Years ago, when I was hanging out in a different town, thousands of miles away from where I am today, I fell in with a crowd of Muslims. For the racial purists, I should note that in this town, the local Islamic Center was 95% white folks, nearly all of them immigrants from the former countries of Yugoslavia and the USSR, along with a handful of local converts.

I should also be honest and cop to the fact that, at least at a subconscious level, I was expecting to find at least one chaste, marriagable girl who loved god and wanted to be a wife and mother. That illusion was dispelled rather quickly. If anything, the Muslim girls I met were even better at lying to their fathers about what they were up to on Friday evenings. I doubt any of the occasional visitors to chez Boxer will be surprised at this.

In any case, I found it all very interesting and philosophical. Muslims are much closer to Mormons, in that they don’t worry about stuff like the mystery of the trinity, though (also like Mormons) they hold that Jesus was a decent guy, who may or may not have existed, and we can learn from the literary character. There are no saints to venerate. Just pray to God and you’re good. Like Mormons, they frown on depictions of God. There is no iconography.

Qur’an, which is considerably harder to read than the New Testament, is supplemented by commentary, the details of which may or may not be taken seriously by one believer or the next, and is endlessly argued about on Friday evening by the old men.

My education was aided by the fact that everyone in the place was totally on board with me touristing through their community.

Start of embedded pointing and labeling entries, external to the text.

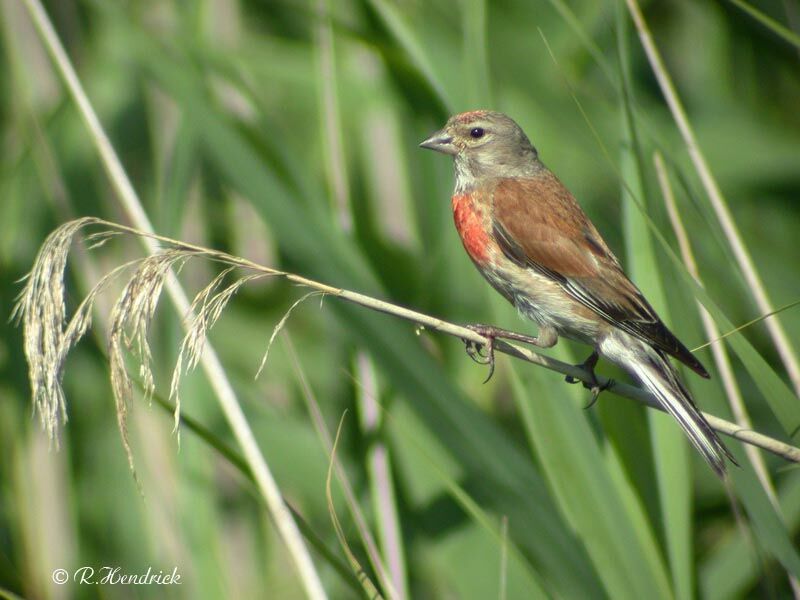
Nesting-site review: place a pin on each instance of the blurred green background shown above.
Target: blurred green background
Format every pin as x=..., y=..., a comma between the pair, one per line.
x=287, y=132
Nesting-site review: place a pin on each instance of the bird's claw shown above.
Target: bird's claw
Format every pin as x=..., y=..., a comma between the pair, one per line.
x=593, y=385
x=596, y=389
x=474, y=349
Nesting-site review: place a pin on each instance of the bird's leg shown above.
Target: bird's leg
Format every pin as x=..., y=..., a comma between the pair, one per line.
x=593, y=385
x=547, y=338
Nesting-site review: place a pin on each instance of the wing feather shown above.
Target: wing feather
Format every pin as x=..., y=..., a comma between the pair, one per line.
x=539, y=225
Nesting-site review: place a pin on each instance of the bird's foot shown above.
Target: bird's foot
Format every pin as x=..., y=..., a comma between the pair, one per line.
x=484, y=353
x=593, y=385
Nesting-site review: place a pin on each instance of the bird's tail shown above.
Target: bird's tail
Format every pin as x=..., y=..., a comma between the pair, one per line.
x=654, y=371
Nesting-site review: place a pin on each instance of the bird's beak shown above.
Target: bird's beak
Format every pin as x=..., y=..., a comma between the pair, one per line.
x=440, y=141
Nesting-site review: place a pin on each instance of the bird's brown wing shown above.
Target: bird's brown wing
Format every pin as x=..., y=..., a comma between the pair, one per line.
x=538, y=224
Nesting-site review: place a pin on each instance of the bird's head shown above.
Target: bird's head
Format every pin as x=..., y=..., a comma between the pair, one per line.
x=485, y=143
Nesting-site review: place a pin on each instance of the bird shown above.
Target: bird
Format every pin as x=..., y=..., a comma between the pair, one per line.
x=531, y=241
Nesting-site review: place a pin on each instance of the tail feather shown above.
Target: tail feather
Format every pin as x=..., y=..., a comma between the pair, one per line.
x=659, y=377
x=654, y=371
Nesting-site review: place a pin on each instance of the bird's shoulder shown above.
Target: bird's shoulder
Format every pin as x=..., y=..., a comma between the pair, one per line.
x=546, y=225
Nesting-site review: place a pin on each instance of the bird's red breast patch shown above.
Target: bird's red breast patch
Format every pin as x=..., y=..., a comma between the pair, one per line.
x=470, y=226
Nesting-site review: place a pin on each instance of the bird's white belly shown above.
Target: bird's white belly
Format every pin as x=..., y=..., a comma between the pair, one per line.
x=545, y=302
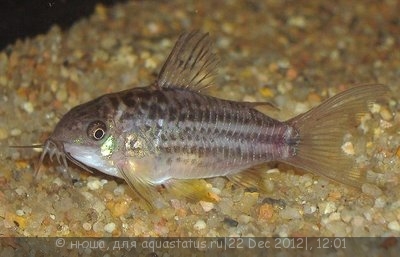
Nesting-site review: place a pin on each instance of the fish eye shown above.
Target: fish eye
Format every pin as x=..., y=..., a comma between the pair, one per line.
x=96, y=130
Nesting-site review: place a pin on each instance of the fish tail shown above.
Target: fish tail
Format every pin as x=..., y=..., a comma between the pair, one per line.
x=321, y=134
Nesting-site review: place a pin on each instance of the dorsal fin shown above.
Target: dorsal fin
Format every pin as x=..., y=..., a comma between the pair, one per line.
x=191, y=63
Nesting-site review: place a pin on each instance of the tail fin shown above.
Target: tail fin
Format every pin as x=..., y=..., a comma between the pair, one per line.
x=321, y=134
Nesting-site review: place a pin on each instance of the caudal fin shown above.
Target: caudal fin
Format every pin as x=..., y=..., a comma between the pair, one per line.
x=322, y=130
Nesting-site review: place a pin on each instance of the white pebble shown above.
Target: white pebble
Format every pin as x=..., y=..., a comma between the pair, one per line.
x=290, y=213
x=199, y=225
x=348, y=148
x=110, y=227
x=394, y=225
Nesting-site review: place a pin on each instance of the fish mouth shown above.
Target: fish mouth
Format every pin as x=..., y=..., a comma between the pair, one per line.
x=56, y=149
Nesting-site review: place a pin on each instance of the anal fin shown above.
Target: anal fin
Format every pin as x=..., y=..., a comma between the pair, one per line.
x=251, y=178
x=193, y=189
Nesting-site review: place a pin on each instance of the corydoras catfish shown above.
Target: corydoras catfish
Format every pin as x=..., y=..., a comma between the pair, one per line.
x=171, y=135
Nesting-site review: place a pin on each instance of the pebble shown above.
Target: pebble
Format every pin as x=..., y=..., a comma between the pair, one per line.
x=94, y=184
x=394, y=225
x=265, y=212
x=87, y=226
x=3, y=133
x=207, y=206
x=309, y=208
x=385, y=114
x=20, y=212
x=380, y=202
x=15, y=132
x=110, y=227
x=230, y=222
x=371, y=190
x=290, y=213
x=28, y=107
x=348, y=148
x=327, y=207
x=199, y=225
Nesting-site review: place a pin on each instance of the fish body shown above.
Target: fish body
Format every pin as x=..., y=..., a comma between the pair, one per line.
x=171, y=134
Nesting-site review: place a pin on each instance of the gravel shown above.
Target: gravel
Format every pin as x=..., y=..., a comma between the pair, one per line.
x=294, y=55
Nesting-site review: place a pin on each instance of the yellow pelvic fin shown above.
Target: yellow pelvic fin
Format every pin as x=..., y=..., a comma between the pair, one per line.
x=140, y=184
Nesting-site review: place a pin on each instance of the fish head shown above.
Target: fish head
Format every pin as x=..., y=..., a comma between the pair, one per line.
x=86, y=136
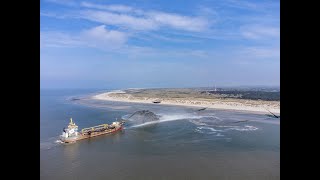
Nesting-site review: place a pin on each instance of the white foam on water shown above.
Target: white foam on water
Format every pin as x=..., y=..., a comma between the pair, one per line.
x=209, y=128
x=198, y=123
x=167, y=118
x=219, y=134
x=245, y=128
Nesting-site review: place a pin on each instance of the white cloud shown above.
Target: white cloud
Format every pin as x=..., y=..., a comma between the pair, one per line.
x=260, y=31
x=122, y=20
x=98, y=37
x=114, y=7
x=179, y=22
x=63, y=2
x=101, y=37
x=260, y=52
x=58, y=39
x=136, y=19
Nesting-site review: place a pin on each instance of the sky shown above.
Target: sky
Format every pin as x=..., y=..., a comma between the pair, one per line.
x=159, y=43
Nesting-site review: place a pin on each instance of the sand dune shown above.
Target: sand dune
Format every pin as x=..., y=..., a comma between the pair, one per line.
x=234, y=104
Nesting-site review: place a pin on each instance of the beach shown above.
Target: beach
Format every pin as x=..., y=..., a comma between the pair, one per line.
x=213, y=103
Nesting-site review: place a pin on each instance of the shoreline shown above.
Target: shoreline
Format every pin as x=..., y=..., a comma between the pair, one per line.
x=236, y=104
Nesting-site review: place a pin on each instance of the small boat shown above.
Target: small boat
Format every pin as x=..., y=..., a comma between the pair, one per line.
x=71, y=134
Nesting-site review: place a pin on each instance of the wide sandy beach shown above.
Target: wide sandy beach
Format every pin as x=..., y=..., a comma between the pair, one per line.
x=230, y=104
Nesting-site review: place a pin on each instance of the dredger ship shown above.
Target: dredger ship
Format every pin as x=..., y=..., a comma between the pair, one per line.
x=71, y=134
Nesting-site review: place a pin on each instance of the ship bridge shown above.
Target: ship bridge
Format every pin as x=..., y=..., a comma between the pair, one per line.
x=98, y=128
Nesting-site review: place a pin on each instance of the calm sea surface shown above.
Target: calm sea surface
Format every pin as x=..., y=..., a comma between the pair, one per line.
x=183, y=144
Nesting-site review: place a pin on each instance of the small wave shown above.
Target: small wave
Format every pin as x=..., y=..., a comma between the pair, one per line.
x=209, y=128
x=245, y=128
x=219, y=135
x=167, y=118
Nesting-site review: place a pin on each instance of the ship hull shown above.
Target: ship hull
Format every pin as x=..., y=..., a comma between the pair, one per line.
x=93, y=134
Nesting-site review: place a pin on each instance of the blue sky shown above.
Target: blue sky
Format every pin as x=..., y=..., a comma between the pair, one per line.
x=159, y=43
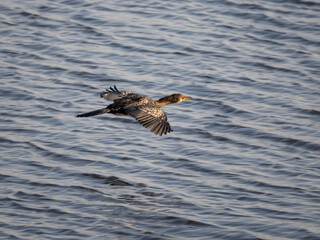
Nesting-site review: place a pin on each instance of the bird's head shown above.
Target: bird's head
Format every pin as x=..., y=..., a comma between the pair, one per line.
x=174, y=98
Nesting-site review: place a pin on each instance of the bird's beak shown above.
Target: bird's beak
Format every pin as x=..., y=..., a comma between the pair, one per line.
x=186, y=98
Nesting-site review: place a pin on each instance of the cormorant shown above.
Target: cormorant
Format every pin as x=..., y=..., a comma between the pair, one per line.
x=144, y=109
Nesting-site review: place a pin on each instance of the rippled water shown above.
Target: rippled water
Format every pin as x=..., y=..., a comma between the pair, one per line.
x=243, y=160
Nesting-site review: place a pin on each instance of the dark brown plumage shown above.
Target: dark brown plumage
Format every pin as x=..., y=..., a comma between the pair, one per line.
x=144, y=109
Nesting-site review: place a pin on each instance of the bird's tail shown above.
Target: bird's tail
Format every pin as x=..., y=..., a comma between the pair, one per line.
x=93, y=113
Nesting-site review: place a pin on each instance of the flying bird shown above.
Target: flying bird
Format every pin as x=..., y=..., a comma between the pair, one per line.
x=144, y=109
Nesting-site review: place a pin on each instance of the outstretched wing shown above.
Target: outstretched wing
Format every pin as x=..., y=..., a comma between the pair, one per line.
x=113, y=94
x=150, y=116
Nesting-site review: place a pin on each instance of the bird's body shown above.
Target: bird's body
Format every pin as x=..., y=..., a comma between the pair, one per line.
x=144, y=109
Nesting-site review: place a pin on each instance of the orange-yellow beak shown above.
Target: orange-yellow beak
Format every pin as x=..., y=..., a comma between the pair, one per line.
x=186, y=98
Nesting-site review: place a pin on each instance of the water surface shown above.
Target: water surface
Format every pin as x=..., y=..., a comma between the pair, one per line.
x=242, y=161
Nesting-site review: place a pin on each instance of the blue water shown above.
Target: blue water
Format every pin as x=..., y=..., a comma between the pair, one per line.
x=242, y=161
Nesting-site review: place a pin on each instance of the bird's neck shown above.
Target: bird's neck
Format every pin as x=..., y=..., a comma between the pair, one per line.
x=162, y=102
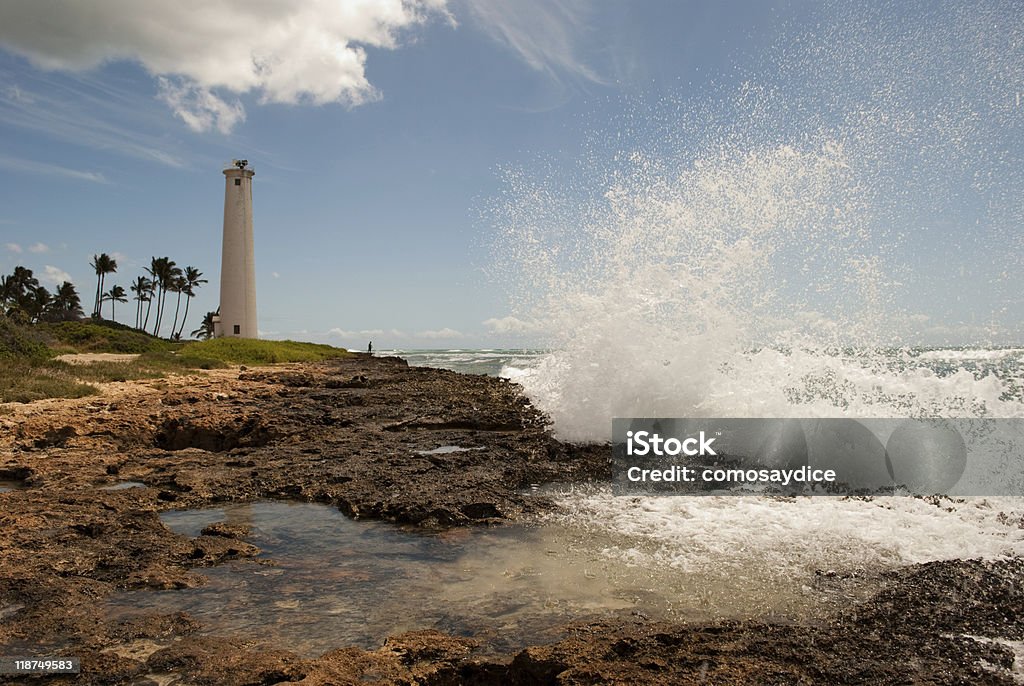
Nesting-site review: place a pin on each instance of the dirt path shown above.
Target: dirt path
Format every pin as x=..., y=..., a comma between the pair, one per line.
x=90, y=357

I had done my undergraduate work at a Jesuit university, and had become used to being told that I couldn’t take communion, or dip my hand in the holy water, or any of the other stuff. That wasn’t the case here. “Yes, you can pray with us… what a dumb question… kneel by me and follow along…”

The preacher, a big blond Bosnian, who played basketball in the courts outside on the weekend, acted shocked when I casually mentioned I wasn’t a member. He had the idea that I had converted a long time before. “Have you ever thought about saying shahada? We’d love to have you officially.”

“I don’t believe in God,” I replied.

“So what?” This was his response, and just as quickly, “you can be a bad Muslim, like most of the rest of the people here.”

Today, I live in a Catholic town, so I’m back hanging out at vigil mass on Saturday evenings. Most of the people I chill with surely think I’m a Catholic; though, out of respect, I don’t go up and take the eucharist. I’ve got the moves down. I’ll never believe in God, but I enjoy the aesthetics of it all. Anyway, religion isn’t about believing in nonsense. It’s about doing things that make your life and your community better.

4 thoughts on “The Eternal Tourist

  1. Feminism is inextricably tied to Progressivism, of which it is an outgrowth, with both ideologies supplementing each other. The beauty in Islam is that more than any other religion, Islam is THE anti-Progressivism. You can’t reconcile Islam and nihilistic modernism – the former ruthlessly devours the latter. Therefore, there’s still hope in the world for men.